We can only hope that Mel Gibson’s upcoming work will keep in mind that Jesus had short hair! Who knows what sartorial sins today’s youngsters might go on to commit without appropriate guidance?

And in further… news [ahem]: a supposed recent bout of tornados in America is apparently Hashem’s idea of a communique that the US should not facilitate the creation of a Palestinian state. Maybe his email server is down.

8 Responses to “Well, if we’re going to drag out the “god” category…”

  1. MMR Says:

    Tell ya what, let’s not get into this “god” (small g, big G, does it really matter?) thing because then we atheists might just jump in.

    Did Jesus have short hair? Did Jesus actually exist? The latter might be more relevant than the former. Since I’m going to hell anyway (if such a moral place exists) it’s all academic I suppose.

    As for the tornadoes and “wrath of God” (big G, small g…), doesn’t it always strike one as odd that acts of god are always disasters? And it also strikes me as odd that a moral person can (1) believe in some supernatural being who doles out eternal punishment and (2)well…I might digress into the whole palestinian, Israeli thing, and comment on those who selfishly want to undergo rapture (via Revelations) and leave the rest to suffer torments beyond imagining(but I won’t go there).

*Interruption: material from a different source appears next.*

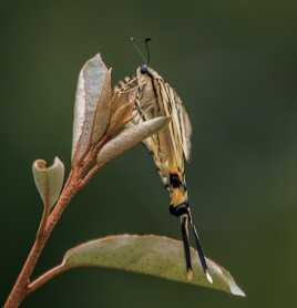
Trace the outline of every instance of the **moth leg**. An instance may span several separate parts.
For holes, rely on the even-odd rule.
[[[197,255],[198,255],[198,258],[199,258],[199,263],[202,265],[202,268],[203,268],[203,270],[206,275],[206,278],[207,278],[208,283],[213,284],[213,278],[209,274],[209,270],[208,270],[208,267],[207,267],[207,264],[206,264],[206,259],[205,259],[205,255],[204,255],[203,247],[202,247],[202,244],[201,244],[201,239],[199,239],[199,236],[198,236],[198,232],[196,229],[196,226],[193,223],[191,214],[188,214],[188,217],[190,217],[190,225],[191,225],[191,228],[192,228],[192,232],[193,232],[193,235],[194,235],[194,239],[195,239],[195,246],[196,246],[196,251],[197,251]]]
[[[191,259],[191,246],[190,246],[190,236],[188,236],[188,216],[182,215],[180,218],[181,222],[181,230],[184,244],[184,253],[185,253],[185,263],[186,263],[186,271],[187,278],[191,280],[193,277],[193,268],[192,268],[192,259]]]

    Life really is good and Thoreau had it right “One world at at time”.

  2. alex Says:

    Jesus not only had short hair, but he built my hotrod, as well. Handy guy to have around, in a mechanical sense.

  3. onan Says:

    Well, the problems with the tornados-from-god thing is actually more fundamental. Presumably a god that can’t simply see what humans do in the future isn’t particularly omniscient. And a god that sends tornados rather than just directly changing the actions and/or opinions of all relevant humans is an odd kind of omnipotent.

    Of course, the traditional argument about why god doesn’t just force all humans to be “good” is to allow for free will. But if there’s still a Right behaviour and a Wrong behaviour, and one gets rewarded or punished for choosing between them, that seems like a rather cheapass implementation of free will to me.

    And the most common response to this is the “works in mysterious ways” gambit. “Oh, god does all these things for reasons we could never understand. We cannot hope to know the divine mind.”

    Well, if you’re using that rationale, we can’t know _anything_ about the divine mind, including the veracity of things it had supposedly told us directly. If we’re supposing no knowledge of divine intent, it’s every bit as plausible that any “scripture” is directly false (whether to reward the rebellious, to abuse humans whom the god actually hates, or for some motive entirely beyond human comprehension).

    So you get back to the only rational choice being to have one’s choices not be modified by the idea of a god one way or another, if no information from or about such a god is reliable.

  4. Dog Says:

    It’s been a while since I’ve even said the word god…

    The whole god thing gets on my nerves…without religion there would be no war…

  5. MMR Says:

    “The whole god thing gets on my nerves…without religion there would be no war…”

    I agree. Race also plays a factor (in the war thing) but this whole god thing is overblown.

    For those intrested there’s the Freedom From Religion Foundation (www.ffrf.org). Their newspaper Freethought today is well worth the membership.

  6. Steve Says:

    People fight over more territory than religious grounds. Heck, most organisms fight even if only humans have religion.

  7. PAC Says:

    I guess that Pier Paolo Pasolini had it right in his Gospel According to St. Matthew, 1964. His Jesus had short hair. Critically acclaimed as the most beautiful and realistic film about the life of Jesus, and he was an atheist, a Marxist and homosexual, all opposites of Mel.

  8. onan Says:

    I don’t think it’s true to say that there would be no war without religion, though it seems safe to say that there would be drastically less.

    Religions are evolved memes, and there are some meme attributes that are evolutionary advantages; we tend to end up with these whether the human believers actually like them or not.

    When one society develops a belief system that says, “all life is sacred, never kill anyone” and their neighboring society develops a creed including, “kill the infidels!” you know which meme is probably going to survive and reproduce.